September 07, 2007

To Bain

One more person who spoke at my father Bain's funeral was Shirish Patel. Below is what he said. And thank you, Shirish.

(Previous: To a father, Remembering Bain, A gentle, fearless man).

***

I have known Bain for not much less than 50 years. Looking back and thinking about all the conversations we had and the things he said to me, the one thing that stands out is what he said when I joined CIDCO. He had just been appointed its Managing Director, and had persuaded me to leave my practice and join CIDCO in a position where I reported directly to him. On the day when I first joined he met me, shook my hand and said “Welcome to public service”. It doesn’t sound like anything much, but there was something in the way he said it, something that gave it an emotional charge. Because, for him, public service was what life was all about. Being a Government servant was almost incidental. What mattered was public service.

He wasn’t afraid of fighting with Government. In the days of Prohibition, when common citizens could get a liquor permit, there was a rule that Government servants could not apply for such a permit. Bain filed a Writ Petition challenging that. For which he got a punishment posting to one of the more remote and backward Districts of Maharashtra. He won that Petition, and civil servants, like all other citizens, could apply for liquor permits.
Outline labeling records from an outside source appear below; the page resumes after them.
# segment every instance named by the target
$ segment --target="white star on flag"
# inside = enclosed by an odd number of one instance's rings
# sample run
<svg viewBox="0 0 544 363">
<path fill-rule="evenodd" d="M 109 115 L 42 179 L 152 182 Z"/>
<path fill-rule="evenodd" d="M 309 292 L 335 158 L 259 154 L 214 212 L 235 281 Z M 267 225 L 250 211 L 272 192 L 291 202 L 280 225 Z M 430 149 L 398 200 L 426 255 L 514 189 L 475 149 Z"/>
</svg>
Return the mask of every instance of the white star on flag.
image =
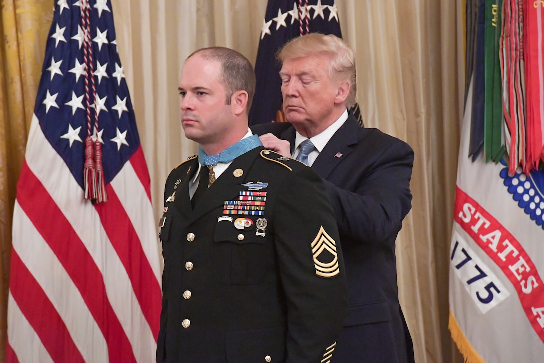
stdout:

He liked his evening drink, but the interesting thing is that while that Writ Petition was being fought, and the rule that Government servants could not consume alcohol was in force, he did not take a drink.

He had innumerable achievements in his long career to his credit. But I never heard him look back and reminisce or boast about them. He epitomized a little poem by Kumar Gandharva which goes like this:
    Mein thaa jiske peechhe peechhe
    Ab mein uske aage aage
    Dekha jab mein aage peeche
    Dikha sub kuchh aage aage.
Till the end, he was always looking forward. He had been ill on and off for a year and a half, but only recently filed a Writ Petition against the Anti-Corruption Bureau for not taking action against MHADA officials who had been named in a recent Court judgement as having issued false Certificates regarding tenancy rights.

These are just a few of my memories of Bain.